Nestas ocasiões, Bastos e Guimarães afundavam-se em sua mediocridade. Os elogios, que obtinha a cada instante o talento do Nogueira, os incomodavam como um enxame de vespas; mas nada os esmagava como a atenção com que Guida ouvia.

O candidato, vendo a moça presa de seus lábios, com os olhos fitos nele, acreditava que essa alma gentil se abria docemente ao calor de sua palavra, como a flor ao raio da aurora; e que ele penetrava-lhe no seio, e a pouco e pouco tomava posse dela. Contudo não se desvanecia; acreditava que não era ainda o coração da menina quem o ouvia, mas apenas sua curiosidade.

Estas pretensões à mão da filha do milionário eram conhecidas não só pela família e pessoas que frequentavam a casa, como pelos estranhos. Nenhum dos três pretendentes recatava seus projetos; ao contrário, não perdiam ensejo de fazer ostentação deles, nem se embaraçavam com o reparo dos indiferentes, quando podiam colher uma vantagem sobre os rivais.

A sociedade habitual do comendador assistia a esse jogo matrimonial com o interesse e curiosidade com que os romanos apreciavam uma luta de gladiadores, e os ingleses acompanham um steeple-chase. Dividiam-se as opiniões, e também os votos e simpatias. Havia intermináveis questões a respeito da preferência de Guida por algum de seus três adoradores.

Talvez excite reparo a tolerância do Comendador Soares neste assunto, que tão de perto lhe devia interessar como pai. Esse modo de proceder não provinha de negligência, mas de uma resolução bem calculada. Entendia ele que o casamento de uma moça é questão vital tanto para os pais, como para ela; e portanto depende do consentimento de ambas as partes. Em outros termos, assim exprimira chistosamente o seu pensamento ao Nogueira, um dia em que este o sondou a respeito de suas intenções:

— Nesta matéria de casamento, meu caro doutor, eu sou a coroa, a Guida é o parlamento. Ela tem o direito de votar o projeto; eu limito-me à sanção ou ao veto. Assim o pretendente, quero dizer, o ministro, se quiser orçamento, deve usar de toda a sua eloquência no parlamento para derrotar a oposição.

O comendador era pois um pai constitucional representativo. Assistia com imparcialidade à luta dos partidos, reservando-se contudo o direito de ensaiar habilmente o governo pessoal, quando fosse indispensável ao bem público.

Além das três pretensões confessadas, havia no círculo do Soares um grande número de esperanças em botão, que não ousavam desabrochar; mas também não se resolviam a murchar. Ah! a esperança é uma das plantas mais vivazes que eu conheço; quando uma vez brotou no coração, não há meio de extirpá-la: é como a urtiga. Embora o ferro a corte, rebenta de novo. Só morre quando lhe esmigalham as raízes.

Assim, apesar de reconhecerem a impossibilidade de sua realização, essas esperanças pululavam em torno da moça, como um bando de besouros verdes nas pétalas de uma rosa. Quando à noite, depois de algumas horas passadas na casa de Soares, se recolhiam, ao deitar-se balbuciava cada uma em seu aposento, por este gosto mais ou menos:

— Este bigodinho!... pensava um, alisando diante do espelho o fino buço. Tem-se visto cousas!

— O caso é que ela gosta bem de cantar comigo! sonhava outro, recordando um dueto do Hernani.

— No fim de contas a elegância é o fraco das moças, murmurava terceiro, requebrando o talhe bem torneado.

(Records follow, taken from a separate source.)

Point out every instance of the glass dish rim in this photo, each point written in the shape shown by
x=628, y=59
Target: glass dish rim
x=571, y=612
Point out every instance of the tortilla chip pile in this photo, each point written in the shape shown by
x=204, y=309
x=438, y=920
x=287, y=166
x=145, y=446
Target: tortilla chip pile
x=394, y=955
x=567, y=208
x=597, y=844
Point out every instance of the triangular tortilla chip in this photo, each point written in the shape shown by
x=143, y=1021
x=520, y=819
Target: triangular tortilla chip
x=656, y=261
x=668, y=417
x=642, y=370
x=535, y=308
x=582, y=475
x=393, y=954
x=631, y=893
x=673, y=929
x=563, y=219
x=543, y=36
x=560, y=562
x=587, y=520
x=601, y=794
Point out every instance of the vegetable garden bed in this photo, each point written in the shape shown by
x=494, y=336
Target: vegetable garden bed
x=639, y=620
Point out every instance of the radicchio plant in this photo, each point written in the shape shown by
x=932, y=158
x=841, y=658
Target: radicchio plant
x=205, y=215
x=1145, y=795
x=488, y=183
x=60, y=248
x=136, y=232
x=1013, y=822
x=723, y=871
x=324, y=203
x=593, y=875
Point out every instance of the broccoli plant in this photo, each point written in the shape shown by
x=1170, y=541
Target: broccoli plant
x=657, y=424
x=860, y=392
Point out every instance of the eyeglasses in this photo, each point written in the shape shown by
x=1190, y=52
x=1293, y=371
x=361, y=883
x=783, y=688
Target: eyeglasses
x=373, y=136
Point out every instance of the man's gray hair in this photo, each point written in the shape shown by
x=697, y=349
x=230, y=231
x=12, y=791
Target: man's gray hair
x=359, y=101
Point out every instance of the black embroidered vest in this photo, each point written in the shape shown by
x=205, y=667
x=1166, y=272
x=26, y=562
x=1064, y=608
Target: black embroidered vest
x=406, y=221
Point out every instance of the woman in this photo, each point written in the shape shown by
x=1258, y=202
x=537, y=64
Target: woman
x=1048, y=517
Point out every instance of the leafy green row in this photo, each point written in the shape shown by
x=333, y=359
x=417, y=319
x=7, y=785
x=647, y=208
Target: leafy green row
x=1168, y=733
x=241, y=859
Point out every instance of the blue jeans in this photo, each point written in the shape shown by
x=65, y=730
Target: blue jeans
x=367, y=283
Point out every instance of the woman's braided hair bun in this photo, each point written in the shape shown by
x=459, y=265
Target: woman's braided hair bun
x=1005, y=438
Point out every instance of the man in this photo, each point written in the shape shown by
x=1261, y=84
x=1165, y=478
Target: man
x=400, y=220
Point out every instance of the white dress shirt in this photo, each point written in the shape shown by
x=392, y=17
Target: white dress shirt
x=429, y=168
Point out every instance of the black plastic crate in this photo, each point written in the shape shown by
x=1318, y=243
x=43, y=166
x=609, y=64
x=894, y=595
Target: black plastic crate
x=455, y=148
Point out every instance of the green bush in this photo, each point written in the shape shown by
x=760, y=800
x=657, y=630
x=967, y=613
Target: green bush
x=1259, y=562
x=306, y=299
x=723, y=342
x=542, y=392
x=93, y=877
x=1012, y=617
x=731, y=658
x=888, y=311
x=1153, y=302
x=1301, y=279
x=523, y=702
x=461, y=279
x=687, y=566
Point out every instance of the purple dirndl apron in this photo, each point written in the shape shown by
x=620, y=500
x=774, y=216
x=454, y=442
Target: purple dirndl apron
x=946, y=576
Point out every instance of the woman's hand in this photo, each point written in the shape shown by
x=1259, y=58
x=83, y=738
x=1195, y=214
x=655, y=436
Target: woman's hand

— Um homem que valsa como eu, chama atenção num baile. E o que é um baile senão a batalha campal, onde se conquista a beleza? exclamava um jovem oficial que fez a campanha do Paraguai nas tertúlias de Montevidéu.

— Que ela me acha engraçado, não há dúvida; ora, o riso é o caminho do coração, dizia um repetidor de pilhérias, espécie de bobo de sala, esfregando as mãos.

Estas e outras esperanças viviam de ar, como os camaleões, e como eles, mudavam constantemente de cor: ora tinham o verde risonho da folha que nasce, ora o amarelo bronzeado da folha mirrada pelo sol, que o vento leva de envolta com o pó.